It’s hard to dazzle these days with technology like virtual reality, self-driving cars, and artificial intelligence becoming commonplace, but the Sight & Sound Theatre in Lancaster, Pennsylvania, does just that. I recently had the pleasure of attending a performance of their production Jesus, and it not only lived up to the glowing reviews I’d heard from others who had been there and seen it, but it also surpassed those expectations.
The Sight & Sound Theatre brings Bible stories to life on its 300-foot panoramic stage that surrounds the audience on three sides of its 2,000-seat auditorium and captivates with state-of-the-art technology, gifted performers, and live animals.
There is another Sight & Sound Theatre in Branson, Missouri, but it also had its roots in the verdant, rolling farmlands of Lancaster, Pennsylvania, where Glenn Eshelman grew up on a dairy farm. The beauty surrounding him inspired him to paint landscapes as a boy and then channel his creativity into photography. After marrying his wife, Shirley, and struggling as an artist, in 1964 he began to give slide show presentations of his work, complete with musical underscore and narration to appreciative audiences. It was during this time that the rudimentary Sight & Sound Theatre was born.

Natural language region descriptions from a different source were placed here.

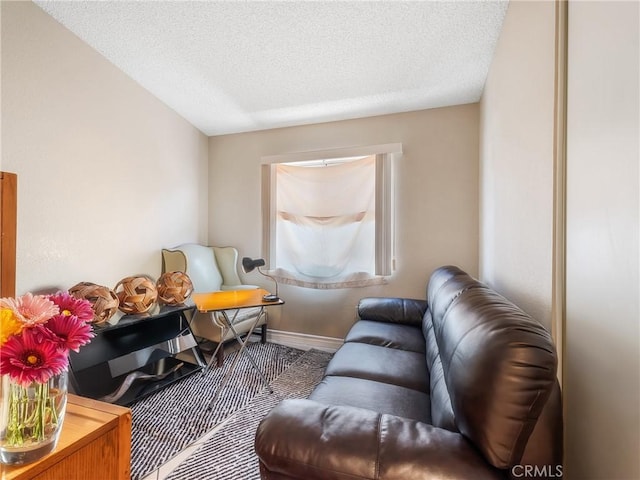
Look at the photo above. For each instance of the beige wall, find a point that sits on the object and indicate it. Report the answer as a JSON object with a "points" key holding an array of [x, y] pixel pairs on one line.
{"points": [[516, 160], [107, 174], [602, 359], [436, 203]]}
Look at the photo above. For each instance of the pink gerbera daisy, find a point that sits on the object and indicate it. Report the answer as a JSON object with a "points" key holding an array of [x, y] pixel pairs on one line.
{"points": [[70, 305], [69, 332], [31, 309], [27, 360]]}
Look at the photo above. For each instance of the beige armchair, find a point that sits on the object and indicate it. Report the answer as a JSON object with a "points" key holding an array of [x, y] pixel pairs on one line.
{"points": [[212, 269]]}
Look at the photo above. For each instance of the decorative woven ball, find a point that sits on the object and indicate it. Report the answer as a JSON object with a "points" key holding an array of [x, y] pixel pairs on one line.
{"points": [[136, 294], [104, 301], [174, 287]]}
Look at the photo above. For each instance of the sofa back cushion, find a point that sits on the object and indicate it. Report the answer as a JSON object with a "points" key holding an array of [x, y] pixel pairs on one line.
{"points": [[499, 365]]}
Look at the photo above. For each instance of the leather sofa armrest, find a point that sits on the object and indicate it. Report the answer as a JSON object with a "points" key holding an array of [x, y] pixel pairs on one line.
{"points": [[309, 440], [407, 311]]}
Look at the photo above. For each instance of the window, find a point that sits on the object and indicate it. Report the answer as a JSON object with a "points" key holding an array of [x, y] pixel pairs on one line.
{"points": [[329, 217]]}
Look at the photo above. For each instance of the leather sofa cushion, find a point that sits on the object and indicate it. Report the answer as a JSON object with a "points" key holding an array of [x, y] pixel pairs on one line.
{"points": [[390, 335], [500, 368], [386, 365], [406, 311], [376, 396]]}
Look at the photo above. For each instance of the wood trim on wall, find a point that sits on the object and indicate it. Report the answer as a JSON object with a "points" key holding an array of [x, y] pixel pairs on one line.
{"points": [[558, 299], [8, 221]]}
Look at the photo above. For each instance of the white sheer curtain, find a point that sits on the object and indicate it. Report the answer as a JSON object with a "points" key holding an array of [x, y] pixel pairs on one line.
{"points": [[325, 220]]}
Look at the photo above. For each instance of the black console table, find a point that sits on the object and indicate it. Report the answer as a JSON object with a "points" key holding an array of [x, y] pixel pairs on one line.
{"points": [[133, 356]]}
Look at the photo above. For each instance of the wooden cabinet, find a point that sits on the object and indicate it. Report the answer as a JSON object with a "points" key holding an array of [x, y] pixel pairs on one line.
{"points": [[95, 443], [8, 212]]}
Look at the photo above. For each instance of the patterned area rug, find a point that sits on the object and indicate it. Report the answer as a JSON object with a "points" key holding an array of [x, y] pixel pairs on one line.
{"points": [[168, 421], [229, 453]]}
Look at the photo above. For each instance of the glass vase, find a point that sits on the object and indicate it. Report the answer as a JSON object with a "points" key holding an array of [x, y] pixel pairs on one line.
{"points": [[31, 418]]}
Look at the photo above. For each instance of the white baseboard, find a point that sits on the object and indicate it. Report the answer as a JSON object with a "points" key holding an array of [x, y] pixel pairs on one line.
{"points": [[304, 341]]}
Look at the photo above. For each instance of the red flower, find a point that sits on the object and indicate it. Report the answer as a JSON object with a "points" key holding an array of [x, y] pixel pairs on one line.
{"points": [[29, 358], [70, 305], [68, 332]]}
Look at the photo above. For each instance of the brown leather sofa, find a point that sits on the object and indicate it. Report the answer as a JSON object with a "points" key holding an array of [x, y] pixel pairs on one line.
{"points": [[461, 385]]}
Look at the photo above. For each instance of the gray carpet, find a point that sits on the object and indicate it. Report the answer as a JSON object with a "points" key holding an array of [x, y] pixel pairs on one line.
{"points": [[173, 418], [229, 454]]}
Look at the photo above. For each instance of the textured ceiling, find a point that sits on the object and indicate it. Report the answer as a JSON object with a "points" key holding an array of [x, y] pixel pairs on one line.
{"points": [[235, 66]]}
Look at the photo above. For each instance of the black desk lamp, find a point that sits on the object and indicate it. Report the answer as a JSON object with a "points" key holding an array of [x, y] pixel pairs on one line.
{"points": [[249, 265]]}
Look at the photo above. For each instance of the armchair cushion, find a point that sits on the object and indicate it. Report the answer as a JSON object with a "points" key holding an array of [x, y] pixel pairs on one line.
{"points": [[211, 269]]}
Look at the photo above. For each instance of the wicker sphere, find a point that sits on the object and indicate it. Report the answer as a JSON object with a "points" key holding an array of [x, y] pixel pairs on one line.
{"points": [[174, 288], [136, 294], [104, 301]]}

By the mid-1970s, he and Shirley were giving their multimedia presentation all over the country, and in 1976 the Living Waters Theatre opened in Lancaster to house the production. In 1987 the theatre’s first full-length Biblical production, Behold the Lamb, opened. The show’s popularity brought along with it the realization that a larger venue was needed. In 1991, the Entertainment Centre opened.
Tragically, in 1997, that theatre caught fire, but the Eshelmans would not be deterred, and 18 months later, the present theatre opened, performing Noah. With animals surrounding the theatre on three sides, audience members felt as if they were living inside the Ark. In 2008, the Branson location was added. Today, the Sight & Sound Theatre, a family-owned business, employs more than 600 people and more than 1 million people come to watch these epic Bible stories annually.

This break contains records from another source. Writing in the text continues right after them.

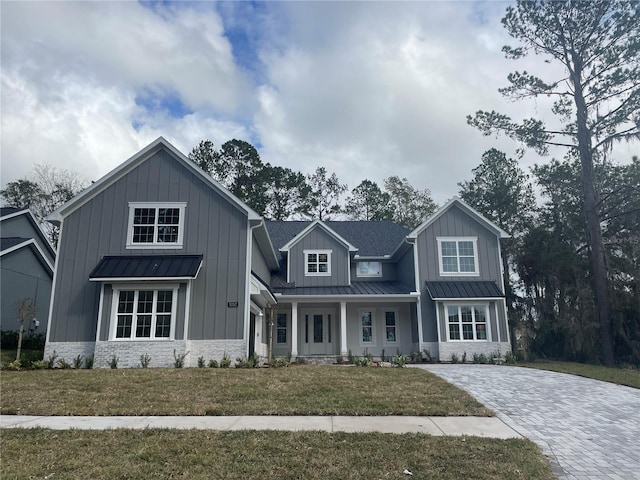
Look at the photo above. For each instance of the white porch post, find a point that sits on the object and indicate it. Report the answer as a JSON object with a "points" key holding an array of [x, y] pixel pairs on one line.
{"points": [[294, 329], [343, 329], [419, 318]]}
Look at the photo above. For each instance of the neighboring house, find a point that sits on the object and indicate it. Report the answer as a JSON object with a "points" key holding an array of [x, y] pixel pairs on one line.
{"points": [[158, 258], [26, 269]]}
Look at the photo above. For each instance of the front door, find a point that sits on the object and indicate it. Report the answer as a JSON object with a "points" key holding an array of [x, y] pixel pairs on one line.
{"points": [[318, 333]]}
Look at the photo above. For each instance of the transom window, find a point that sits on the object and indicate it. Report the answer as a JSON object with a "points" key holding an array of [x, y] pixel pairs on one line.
{"points": [[467, 322], [317, 262], [281, 328], [366, 325], [144, 314], [154, 225], [458, 256], [369, 269], [390, 327]]}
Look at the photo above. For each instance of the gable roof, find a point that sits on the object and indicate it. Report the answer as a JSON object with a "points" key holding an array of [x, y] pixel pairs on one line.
{"points": [[7, 213], [370, 238], [123, 169], [455, 201], [13, 244]]}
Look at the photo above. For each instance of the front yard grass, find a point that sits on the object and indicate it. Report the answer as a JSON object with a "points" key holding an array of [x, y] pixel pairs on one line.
{"points": [[197, 454], [628, 377], [297, 390]]}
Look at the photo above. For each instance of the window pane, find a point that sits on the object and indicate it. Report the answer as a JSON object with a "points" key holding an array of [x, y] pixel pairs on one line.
{"points": [[125, 301], [449, 264], [449, 249], [481, 331], [467, 331], [143, 327], [467, 264], [454, 331], [144, 216], [123, 328], [465, 249], [163, 326]]}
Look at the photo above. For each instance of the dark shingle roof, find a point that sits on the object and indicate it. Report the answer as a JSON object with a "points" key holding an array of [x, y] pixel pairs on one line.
{"points": [[370, 238], [8, 242], [147, 266], [356, 288], [481, 289]]}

From the ease of parking to the clean, themed interior of the theatre, the only other place I’ve experienced such a seamless production has been in Disney World. The theatre is set in that same rolling farmland that inspired Glenn Eshelman more than 50 years ago, and parking was free and well-directed. The exterior of the enormous theatre looks somewhat like a Middle Eastern palace or the Taj Mahal. From a casual survey of the license plates I passed on our way into the theatre, word has gotten out about the production as I saw cars from Ontario, New York, Illinois, North Carolina, and Ohio in the lot. There were also numerous tour busses from around the country as well.

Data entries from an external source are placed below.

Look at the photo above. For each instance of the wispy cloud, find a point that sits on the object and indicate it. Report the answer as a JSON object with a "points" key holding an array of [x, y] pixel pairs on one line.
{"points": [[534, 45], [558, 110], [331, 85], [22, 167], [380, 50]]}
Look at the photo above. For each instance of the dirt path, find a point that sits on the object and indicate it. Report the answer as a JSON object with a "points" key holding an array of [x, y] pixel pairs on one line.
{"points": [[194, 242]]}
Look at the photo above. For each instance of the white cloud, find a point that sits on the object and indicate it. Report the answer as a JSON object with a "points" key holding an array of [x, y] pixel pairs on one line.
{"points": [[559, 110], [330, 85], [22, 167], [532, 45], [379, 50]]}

In front of the entrance is a beautiful Lion and Lamb sculpture with a water fountain that makes for a great picture spot. We had excellent seats on the center aisle in the fourth row from the stage. As I’d seen numerous depictions of the life of Jesus including The Passion of the Christ, Jesus Christ Superstar, and Godspell, I was a bit skeptical that this production could bring anything new to “the greatest story ever told,” but I was pleasantly surprised that it did.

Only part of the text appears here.